SparkML(四)

回归

回归问题其实就是求解一堆自变量与因变量之间一种几何关系,这种关系可以是线性的就是线性回归,可以是非线性的就是非线性回归。按照自变量的多少有可以分为一元线性回归,多元线性回归。

线性回归

线性回归,顾名思义拟合出来的预测函数是一条直线,数学表达如下:
h(x)=a0+a1x1+a2x2+…+anxn+J(θ)
其中 h(x)为预测函数, ai(i=1,2,…,n)为估计参数,模型训练的目的就是计算出这些参数的值。而线性回归分析的整个过程可以简单描述为如下三个步骤:

  • 寻找合适的预测函数,即上文中的h(x)用来预测输入数据的判断结果。这个过程时非常关键的,需要对数据有一定的了解或分析,知道或者猜测预测函数的“大概”形式,比如是线性函数还是非线性函数,若是非线性的则无法用线性回归来得出高质量的结果。
  • 构造一个Loss函数(损失函数),该函数表示预测的输出(h)与训练数据标签之间的偏差,可以是二者之间的差(h-y)或者是其他的形式(如平方差开方)。综合考虑所有训练数据的“损失”,将Loss求和或者求平均,记为J(θ)函数,表示所有训练数据预测值与实际类别的偏差。
  • 显然, J(θ) 函数的值越小表示预测函数越准确(即h函数越准确),所以这一步需要做的是找到 J(θ)函数的最小值。找函数的最小值有不同的方法,Spark中采用的是随机梯度下降法(stochastic gradient descent SGD)。

线性回归同样可以采用正则化手段,其主要目的就是防止过拟合。MLlib提供L1、L2和无正则化三种方法:
当采用L1正则化时,则变成了Lasso Regresion;当采用L2正则化时,则变成了Ridge Regression;线性回归未采用正则化手段。通常来说,在训练模型时是建议采用正则化手段的,特别是在训练数据的量特别少的时候,若不采用正则化手段,过拟合现象会非常严重。L2正则化相比L1而言会更容易收敛(迭代次数少),但L1可以解决训练数据量小于维度的问题(也就是n元一次方程只有不到n个表达式,这种情况下是多解或无穷解的)。
例子:

import org.apache.spark.ml.regression.LinearRegression

// Load training data
val training = spark.read.format("libsvm")
  .load("data/mllib/sample_linear_regression_data.txt")

val lr = new LinearRegression()
  .setMaxIter(10)
  .setRegParam(0.3)
  .setElasticNetParam(0.8)

// Fit the model
val lrModel = lr.fit(training)

// Print the coefficients and intercept for linear regression
println(s"Coefficients: ${lrModel.coefficients} Intercept: ${lrModel.intercept}")

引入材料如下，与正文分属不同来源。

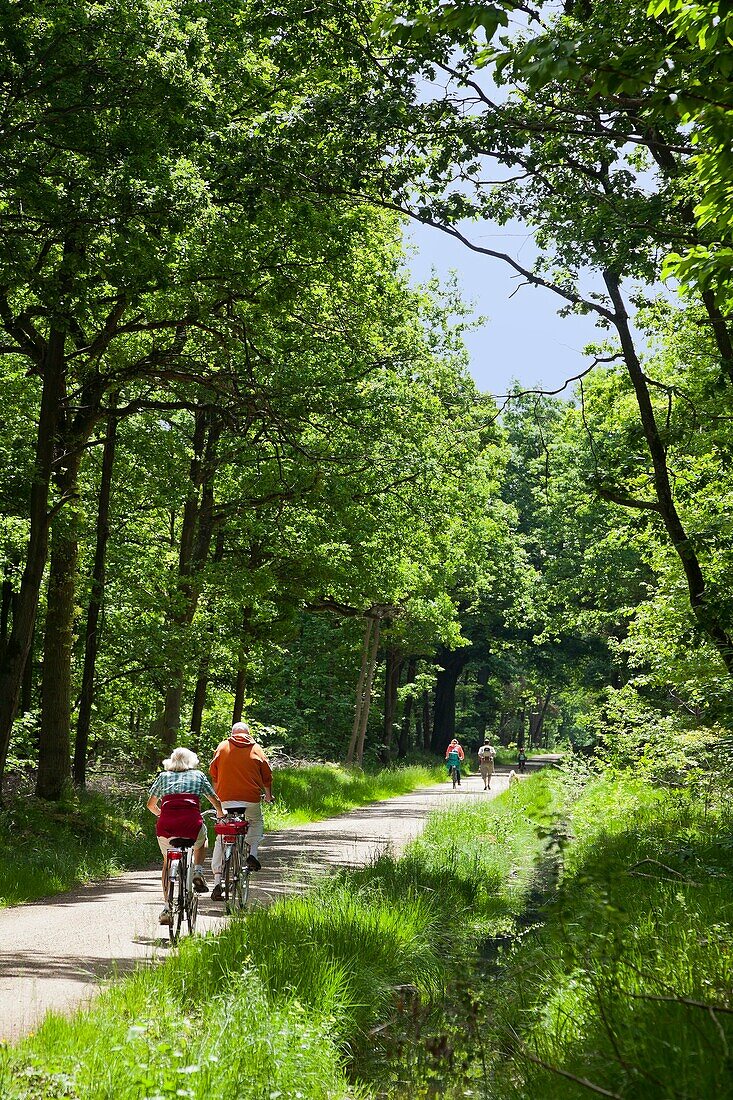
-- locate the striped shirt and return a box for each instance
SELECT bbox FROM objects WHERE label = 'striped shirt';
[149,769,215,800]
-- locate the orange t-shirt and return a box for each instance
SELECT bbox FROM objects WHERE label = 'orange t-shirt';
[209,733,273,803]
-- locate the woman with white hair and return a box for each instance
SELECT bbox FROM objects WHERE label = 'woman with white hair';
[147,746,223,926]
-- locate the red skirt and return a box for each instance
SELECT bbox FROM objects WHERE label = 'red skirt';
[157,793,203,839]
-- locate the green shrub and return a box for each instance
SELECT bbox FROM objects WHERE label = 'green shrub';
[0,786,159,907]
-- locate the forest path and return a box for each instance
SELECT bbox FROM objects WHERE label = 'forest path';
[0,771,510,1042]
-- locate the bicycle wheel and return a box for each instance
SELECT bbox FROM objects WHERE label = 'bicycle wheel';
[223,843,238,911]
[231,838,250,912]
[234,868,250,911]
[451,765,458,789]
[168,858,184,944]
[186,886,198,935]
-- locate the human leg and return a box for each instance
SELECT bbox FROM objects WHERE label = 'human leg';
[244,801,264,858]
[192,821,209,892]
[157,837,172,923]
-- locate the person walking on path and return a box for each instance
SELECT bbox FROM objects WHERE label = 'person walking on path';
[477,738,496,790]
[147,747,223,925]
[517,748,527,773]
[209,722,274,900]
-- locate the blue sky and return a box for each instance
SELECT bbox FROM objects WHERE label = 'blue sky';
[406,219,605,398]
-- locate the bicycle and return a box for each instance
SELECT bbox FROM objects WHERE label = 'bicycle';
[449,764,461,789]
[165,837,198,944]
[213,813,251,913]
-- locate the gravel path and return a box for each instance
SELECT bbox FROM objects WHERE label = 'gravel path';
[0,771,509,1042]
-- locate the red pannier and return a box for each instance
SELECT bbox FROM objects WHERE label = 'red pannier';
[214,819,249,839]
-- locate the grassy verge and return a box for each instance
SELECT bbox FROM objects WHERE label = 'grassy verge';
[0,775,550,1098]
[0,788,160,908]
[482,774,733,1100]
[265,762,444,828]
[0,762,444,907]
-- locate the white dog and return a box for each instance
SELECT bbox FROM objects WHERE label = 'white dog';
[508,769,520,786]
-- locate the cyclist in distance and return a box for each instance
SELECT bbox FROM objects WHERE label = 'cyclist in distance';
[445,737,465,786]
[209,722,274,901]
[147,746,223,926]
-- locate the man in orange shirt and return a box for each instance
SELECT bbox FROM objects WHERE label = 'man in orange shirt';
[209,722,274,900]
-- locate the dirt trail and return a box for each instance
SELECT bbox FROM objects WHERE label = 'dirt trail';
[0,772,509,1042]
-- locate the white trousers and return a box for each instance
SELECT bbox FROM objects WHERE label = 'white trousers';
[211,802,264,876]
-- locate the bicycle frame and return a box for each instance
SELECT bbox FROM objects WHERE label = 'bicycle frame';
[165,842,197,943]
[214,814,251,913]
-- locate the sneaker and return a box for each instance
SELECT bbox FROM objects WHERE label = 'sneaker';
[211,882,224,901]
[245,854,261,872]
[193,867,209,893]
[159,907,171,926]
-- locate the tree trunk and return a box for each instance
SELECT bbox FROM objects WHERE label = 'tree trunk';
[398,657,417,758]
[430,649,469,754]
[74,408,117,786]
[605,270,733,674]
[355,617,381,767]
[382,648,402,749]
[517,705,527,750]
[0,331,65,790]
[37,496,82,800]
[422,691,431,752]
[475,664,490,738]
[346,616,373,764]
[231,606,252,726]
[20,620,34,716]
[0,578,12,649]
[190,669,208,735]
[157,410,220,742]
[232,667,246,725]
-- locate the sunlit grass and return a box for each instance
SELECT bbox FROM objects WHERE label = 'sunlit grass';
[0,788,160,907]
[265,762,444,828]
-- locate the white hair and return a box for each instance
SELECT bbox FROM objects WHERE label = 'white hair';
[231,722,250,735]
[163,746,199,772]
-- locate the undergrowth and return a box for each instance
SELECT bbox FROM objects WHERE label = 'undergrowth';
[0,789,159,907]
[481,775,733,1100]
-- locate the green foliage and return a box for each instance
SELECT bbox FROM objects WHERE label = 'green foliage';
[0,784,159,907]
[485,774,733,1099]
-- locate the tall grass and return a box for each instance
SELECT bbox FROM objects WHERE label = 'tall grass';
[476,775,733,1100]
[266,762,444,828]
[0,787,160,907]
[0,960,355,1100]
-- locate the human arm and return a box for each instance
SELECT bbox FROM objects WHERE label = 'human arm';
[206,792,224,817]
[198,771,221,814]
[147,774,163,817]
[260,757,274,803]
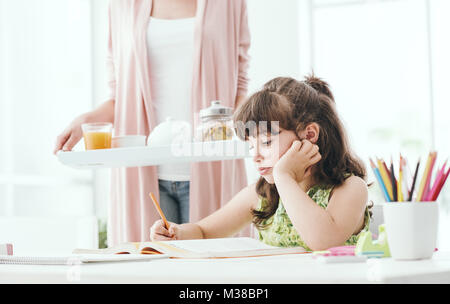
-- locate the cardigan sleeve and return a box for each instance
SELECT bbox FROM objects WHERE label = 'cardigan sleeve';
[105,1,116,102]
[236,0,251,98]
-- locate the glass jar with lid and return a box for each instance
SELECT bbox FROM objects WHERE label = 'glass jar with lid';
[196,101,235,142]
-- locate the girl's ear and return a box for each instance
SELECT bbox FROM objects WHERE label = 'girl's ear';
[298,123,320,144]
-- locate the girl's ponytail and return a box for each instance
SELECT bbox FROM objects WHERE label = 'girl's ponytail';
[304,74,335,102]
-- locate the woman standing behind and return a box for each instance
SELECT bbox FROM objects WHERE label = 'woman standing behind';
[54,0,251,246]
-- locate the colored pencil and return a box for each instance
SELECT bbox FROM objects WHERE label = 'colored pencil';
[149,192,170,229]
[422,152,437,201]
[401,156,411,200]
[417,152,433,201]
[382,159,391,177]
[399,156,410,199]
[377,158,393,201]
[432,167,450,201]
[398,156,404,202]
[408,159,421,201]
[426,161,447,201]
[404,157,413,188]
[390,159,398,202]
[369,158,391,202]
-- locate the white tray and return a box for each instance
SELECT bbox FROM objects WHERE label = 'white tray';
[57,140,251,169]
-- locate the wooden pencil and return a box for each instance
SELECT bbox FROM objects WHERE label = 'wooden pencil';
[149,192,170,229]
[404,157,413,188]
[422,152,437,200]
[431,167,450,201]
[408,159,420,201]
[401,156,411,201]
[427,161,447,201]
[377,158,393,201]
[369,158,391,202]
[382,159,391,177]
[398,155,404,202]
[417,152,433,201]
[390,159,398,202]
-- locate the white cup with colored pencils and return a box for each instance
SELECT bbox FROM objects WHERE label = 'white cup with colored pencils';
[383,202,438,260]
[370,152,448,260]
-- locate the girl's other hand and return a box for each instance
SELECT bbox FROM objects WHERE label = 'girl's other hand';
[150,220,180,241]
[53,113,91,155]
[273,140,322,182]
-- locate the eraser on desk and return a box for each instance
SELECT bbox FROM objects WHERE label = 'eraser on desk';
[314,255,367,264]
[0,244,13,256]
[313,245,356,257]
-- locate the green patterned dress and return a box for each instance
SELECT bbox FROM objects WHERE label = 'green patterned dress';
[257,184,371,251]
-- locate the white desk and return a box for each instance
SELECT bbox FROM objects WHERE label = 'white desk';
[1,252,450,284]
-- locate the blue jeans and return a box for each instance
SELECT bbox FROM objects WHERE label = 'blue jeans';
[158,180,190,224]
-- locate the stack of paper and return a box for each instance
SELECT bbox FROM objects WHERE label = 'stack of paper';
[0,254,168,265]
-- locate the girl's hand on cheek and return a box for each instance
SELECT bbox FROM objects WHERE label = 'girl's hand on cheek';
[273,140,322,182]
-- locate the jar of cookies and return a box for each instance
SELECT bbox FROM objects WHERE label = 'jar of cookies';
[197,101,235,142]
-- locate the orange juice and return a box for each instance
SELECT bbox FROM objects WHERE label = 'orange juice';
[83,132,112,150]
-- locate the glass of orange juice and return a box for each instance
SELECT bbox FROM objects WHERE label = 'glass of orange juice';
[82,123,113,150]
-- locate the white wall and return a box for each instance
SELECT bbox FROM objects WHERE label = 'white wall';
[247,0,301,92]
[245,0,301,183]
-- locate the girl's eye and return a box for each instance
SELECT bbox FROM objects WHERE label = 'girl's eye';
[262,140,272,146]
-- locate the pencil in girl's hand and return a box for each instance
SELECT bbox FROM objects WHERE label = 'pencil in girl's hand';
[408,159,420,201]
[369,158,390,202]
[149,192,170,229]
[390,158,398,202]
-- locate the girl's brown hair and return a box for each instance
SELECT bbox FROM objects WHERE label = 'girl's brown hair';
[234,75,368,228]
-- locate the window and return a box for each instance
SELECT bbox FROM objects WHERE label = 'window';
[0,0,94,217]
[430,0,450,207]
[313,0,430,161]
[302,0,449,203]
[301,0,450,249]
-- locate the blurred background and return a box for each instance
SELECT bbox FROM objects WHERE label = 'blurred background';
[0,0,449,254]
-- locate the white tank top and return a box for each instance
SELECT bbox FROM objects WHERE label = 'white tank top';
[147,17,195,181]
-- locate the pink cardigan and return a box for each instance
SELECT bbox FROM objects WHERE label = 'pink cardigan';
[107,0,251,246]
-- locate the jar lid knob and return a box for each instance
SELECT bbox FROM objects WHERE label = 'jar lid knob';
[200,101,232,119]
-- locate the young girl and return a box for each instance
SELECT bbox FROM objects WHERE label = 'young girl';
[150,75,371,251]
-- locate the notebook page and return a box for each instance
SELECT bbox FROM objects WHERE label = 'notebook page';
[163,237,277,253]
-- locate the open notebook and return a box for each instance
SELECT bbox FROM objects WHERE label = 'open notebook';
[73,237,309,259]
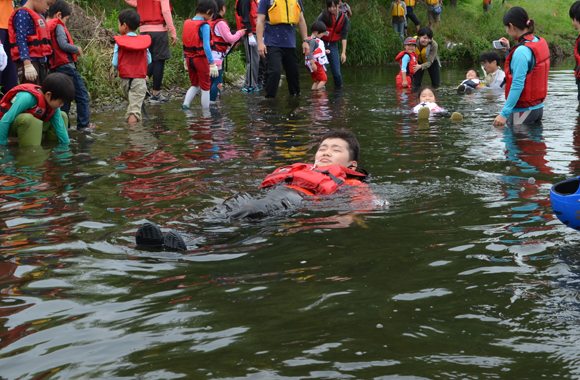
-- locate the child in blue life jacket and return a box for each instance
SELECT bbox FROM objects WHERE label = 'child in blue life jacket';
[570,1,580,102]
[457,69,481,93]
[135,129,376,250]
[395,37,417,88]
[46,0,93,131]
[0,72,74,147]
[306,21,330,91]
[182,0,219,110]
[112,9,152,125]
[8,0,53,85]
[414,86,463,121]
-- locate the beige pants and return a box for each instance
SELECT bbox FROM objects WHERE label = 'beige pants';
[121,78,146,121]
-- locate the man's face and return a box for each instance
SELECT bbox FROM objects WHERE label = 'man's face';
[314,138,357,168]
[481,60,498,74]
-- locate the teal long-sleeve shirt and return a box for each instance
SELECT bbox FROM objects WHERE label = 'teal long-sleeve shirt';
[500,38,544,119]
[0,92,69,145]
[183,17,214,63]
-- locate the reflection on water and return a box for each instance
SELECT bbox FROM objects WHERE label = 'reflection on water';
[3,62,580,378]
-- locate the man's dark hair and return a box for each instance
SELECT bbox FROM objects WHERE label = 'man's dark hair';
[479,51,502,67]
[47,0,72,18]
[118,9,141,31]
[42,73,75,103]
[196,0,217,16]
[311,20,327,34]
[467,69,480,78]
[417,26,433,39]
[320,129,360,162]
[570,1,580,21]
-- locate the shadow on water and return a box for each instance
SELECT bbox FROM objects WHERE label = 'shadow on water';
[4,62,580,378]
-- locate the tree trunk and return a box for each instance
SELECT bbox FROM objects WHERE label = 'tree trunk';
[450,0,458,6]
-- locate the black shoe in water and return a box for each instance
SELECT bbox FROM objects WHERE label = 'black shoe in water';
[163,230,187,251]
[136,222,164,247]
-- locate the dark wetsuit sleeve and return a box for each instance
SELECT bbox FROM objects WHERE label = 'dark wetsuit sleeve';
[237,0,253,33]
[341,13,349,40]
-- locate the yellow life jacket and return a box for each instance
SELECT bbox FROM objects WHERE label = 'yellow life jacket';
[404,0,415,6]
[268,0,301,25]
[426,0,438,4]
[392,2,405,17]
[415,38,436,64]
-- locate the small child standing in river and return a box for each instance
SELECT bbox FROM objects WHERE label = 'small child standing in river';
[305,21,330,91]
[395,37,417,88]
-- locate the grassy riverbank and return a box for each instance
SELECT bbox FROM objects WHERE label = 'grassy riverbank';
[68,0,578,102]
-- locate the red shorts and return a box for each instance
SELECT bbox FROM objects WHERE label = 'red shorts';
[187,56,211,91]
[309,62,327,82]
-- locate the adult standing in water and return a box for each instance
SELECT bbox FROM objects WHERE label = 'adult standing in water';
[0,0,17,95]
[125,0,177,103]
[493,7,549,127]
[256,0,309,98]
[318,0,349,88]
[412,26,440,89]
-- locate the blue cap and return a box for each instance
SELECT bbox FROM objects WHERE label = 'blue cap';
[550,176,580,230]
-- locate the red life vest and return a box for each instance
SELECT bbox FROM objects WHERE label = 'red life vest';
[504,34,550,108]
[0,84,55,121]
[395,51,417,88]
[235,0,257,34]
[114,35,151,78]
[183,19,213,58]
[575,35,580,79]
[137,0,165,26]
[209,18,230,54]
[322,10,346,43]
[47,18,77,69]
[259,163,368,196]
[8,8,52,61]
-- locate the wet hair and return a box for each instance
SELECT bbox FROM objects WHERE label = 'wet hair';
[320,129,360,163]
[416,86,438,103]
[503,6,535,33]
[311,20,327,34]
[570,1,580,21]
[467,69,480,78]
[212,0,225,20]
[417,26,433,39]
[479,51,502,66]
[42,73,75,103]
[118,9,140,31]
[321,0,340,27]
[196,0,217,16]
[47,0,72,18]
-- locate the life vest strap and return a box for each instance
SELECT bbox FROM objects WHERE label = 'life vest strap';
[314,169,345,186]
[183,45,204,51]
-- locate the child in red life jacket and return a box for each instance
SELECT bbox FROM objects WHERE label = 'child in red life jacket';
[0,72,74,147]
[306,21,330,91]
[570,1,580,103]
[46,0,92,131]
[209,0,245,104]
[8,0,53,85]
[135,129,374,250]
[112,9,152,124]
[395,37,417,88]
[182,0,219,110]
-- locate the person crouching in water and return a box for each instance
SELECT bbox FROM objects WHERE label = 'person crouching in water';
[414,86,462,121]
[0,73,74,147]
[306,21,330,91]
[182,0,219,110]
[136,129,371,250]
[395,37,417,88]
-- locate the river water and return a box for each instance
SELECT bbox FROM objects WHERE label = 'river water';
[2,61,580,379]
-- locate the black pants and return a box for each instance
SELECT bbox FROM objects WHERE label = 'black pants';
[412,64,441,88]
[265,46,301,98]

// Summarize the model over the training set and print out some metrics
val trainingSummary = lrModel.summary
println(s"numIterations: ${trainingSummary.totalIterations}")
println(s"objectiveHistory: [${trainingSummary.objectiveHistory.mkString(",")}]")
trainingSummary.residuals.show()
println(s"RMSE: ${trainingSummary.rootMeanSquaredError}")
println(s"r2: ${trainingSummary.r2}")

广义线性回归

与线性回归假设输出服从高斯分布不同,广义线性模型(GLMs)指定线性模型的因变量 服从指数型分布。Spark的GeneralizedLinearRegression接口允许指定GLMs包括线性回归、泊松回归、逻辑回归等来处理多种预测问题。目前 spark.ml仅支持指数型分布家族中的一部分类型,如下:
SparkML(四)_第1张图片
例子:

import org.apache.spark.ml.regression.GeneralizedLinearRegression

// Load training data
val dataset = spark.read.format("libsvm")
  .load("data/mllib/sample_linear_regression_data.txt")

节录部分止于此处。